I sat silent. I had a little ring on my finger—a very plain ring, with one tiny diamond in it. It had been given to me by Albert Fanning. I would not allow him to give me a flashy or showy ring, as he wanted to do, and I think he would gladly have spent a couple of hundred pounds on my engagement-ring, but I would not have it, not until the whole thing was known, then he might lavish jewellery on me as much as he pleased for all I cared. I twisted the little ring round and thought of my bond, and said after a pause—
"I do grieve about one thing, and that is that mother did not see Mr. Randolph before she died."

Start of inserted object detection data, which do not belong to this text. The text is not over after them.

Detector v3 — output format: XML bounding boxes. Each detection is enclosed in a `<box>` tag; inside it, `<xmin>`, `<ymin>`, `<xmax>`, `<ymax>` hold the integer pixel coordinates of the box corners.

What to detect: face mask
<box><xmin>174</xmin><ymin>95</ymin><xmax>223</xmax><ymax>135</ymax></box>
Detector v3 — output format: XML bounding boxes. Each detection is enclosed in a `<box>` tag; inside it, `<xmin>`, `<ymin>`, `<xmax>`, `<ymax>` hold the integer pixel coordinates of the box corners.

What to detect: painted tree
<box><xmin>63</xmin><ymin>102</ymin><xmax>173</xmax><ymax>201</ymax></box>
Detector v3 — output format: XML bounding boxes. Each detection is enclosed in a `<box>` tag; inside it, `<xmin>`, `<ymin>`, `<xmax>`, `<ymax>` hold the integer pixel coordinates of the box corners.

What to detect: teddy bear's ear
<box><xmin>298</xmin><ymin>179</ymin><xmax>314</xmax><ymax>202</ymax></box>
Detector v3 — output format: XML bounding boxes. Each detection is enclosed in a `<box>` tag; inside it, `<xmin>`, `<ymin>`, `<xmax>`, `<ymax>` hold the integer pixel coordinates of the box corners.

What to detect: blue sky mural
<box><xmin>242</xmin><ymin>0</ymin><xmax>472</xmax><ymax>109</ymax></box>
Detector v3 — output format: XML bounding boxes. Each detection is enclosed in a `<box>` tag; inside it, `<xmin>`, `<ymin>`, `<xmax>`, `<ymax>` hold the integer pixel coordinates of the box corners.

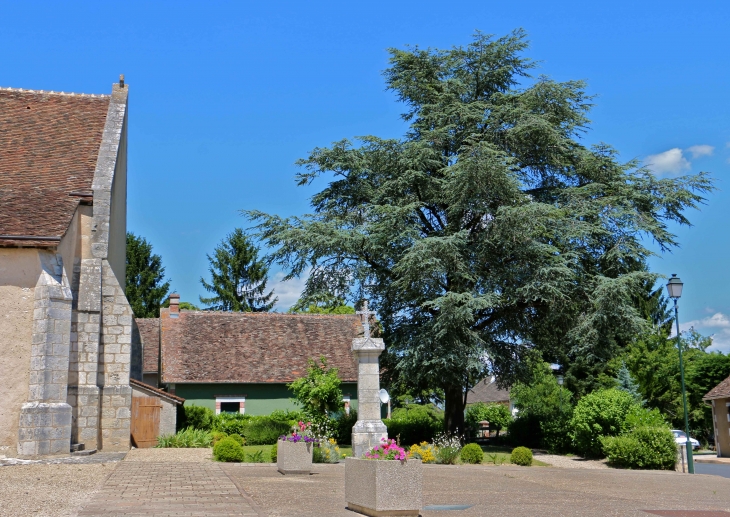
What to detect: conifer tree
<box><xmin>200</xmin><ymin>228</ymin><xmax>277</xmax><ymax>312</ymax></box>
<box><xmin>125</xmin><ymin>232</ymin><xmax>170</xmax><ymax>318</ymax></box>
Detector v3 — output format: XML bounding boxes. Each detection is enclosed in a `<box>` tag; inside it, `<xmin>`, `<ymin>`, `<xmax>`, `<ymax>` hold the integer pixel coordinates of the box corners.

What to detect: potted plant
<box><xmin>345</xmin><ymin>438</ymin><xmax>423</xmax><ymax>517</ymax></box>
<box><xmin>276</xmin><ymin>422</ymin><xmax>317</xmax><ymax>474</ymax></box>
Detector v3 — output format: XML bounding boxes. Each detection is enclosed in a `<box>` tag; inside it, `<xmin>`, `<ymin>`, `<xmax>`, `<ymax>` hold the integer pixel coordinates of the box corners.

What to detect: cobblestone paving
<box><xmin>78</xmin><ymin>461</ymin><xmax>260</xmax><ymax>517</ymax></box>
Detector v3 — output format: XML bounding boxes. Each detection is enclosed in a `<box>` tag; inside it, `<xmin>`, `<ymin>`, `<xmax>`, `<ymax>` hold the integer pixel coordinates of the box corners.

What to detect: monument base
<box><xmin>352</xmin><ymin>420</ymin><xmax>388</xmax><ymax>458</ymax></box>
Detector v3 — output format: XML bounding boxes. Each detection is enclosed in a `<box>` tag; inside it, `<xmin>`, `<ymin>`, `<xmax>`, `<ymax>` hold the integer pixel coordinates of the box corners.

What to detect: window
<box><xmin>215</xmin><ymin>395</ymin><xmax>246</xmax><ymax>415</ymax></box>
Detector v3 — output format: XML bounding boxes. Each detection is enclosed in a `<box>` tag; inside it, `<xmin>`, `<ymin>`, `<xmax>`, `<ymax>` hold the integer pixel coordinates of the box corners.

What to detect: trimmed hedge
<box><xmin>601</xmin><ymin>427</ymin><xmax>677</xmax><ymax>470</ymax></box>
<box><xmin>461</xmin><ymin>443</ymin><xmax>484</xmax><ymax>464</ymax></box>
<box><xmin>213</xmin><ymin>436</ymin><xmax>246</xmax><ymax>461</ymax></box>
<box><xmin>510</xmin><ymin>447</ymin><xmax>532</xmax><ymax>467</ymax></box>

"But she always knew about everything. It is an open secret," said Jasmine. "I cannot imagine, Westenra, why you are so reserved with me. Every one knows. The Duchess knows, your mother knew, I know that James loves you, that he has loved you for months and months. What else would have taken a young man like James, a man of the world, so polished, so distinguished, so charming, to live in a place like Graham Square? Besides, dear, he has told you himself, has he not?"
I felt myself turning white.
"He has told you, has he not?" repeated Jasmine.
"I would rather not say," I replied.
"Your face tells me; besides, I saw the Duchess yesterday, and she said that she was so happy, for now you would be back again in your own set. You will make a very pretty and graceful Lady Severn."
"I care nothing whatever about that," I said, and I jumped up and walked to the window. "I hate titles," I continued. "I hate rank; I hate the whole thing. It is humbug, Jasmine; humbug. Why is it necessary for us all to class together in Mayfair, or to live in large houses in the country, in order to love each other? Why should we not go on loving, whatever our worldly position? Oh! it is cruel; the whole thing is cruel."
"But you ought to be rejoiced about James," continued Jasmine, who did not evidently think it worth her while even to answer my last words. "He has come back; he is quite well. In a few years at latest he will be Sir James Severn, for of course he must take the name with the baronetcy, and you will be his pretty wife. Doubtless he will want to marry you very soon—as soon, I mean, darling, as you can bring yourself to go to him after your dear mother's death; but I knew your mother quite well enough, Westenra, to be sure that the sooner you made yourself happy the better pleased she would be, and you will be happy with such a good man. Why, he is a catch in a thousand. I cannot tell you how many girls are in love with him, and I never saw him talk to any one or flirt the least bit in the world except with your charming self. You are lucky, Westenra; very lucky."
I went now and stood by the window, and as I stood there I felt my heart give a great thump, and then go low down in my breast. I turned impulsively.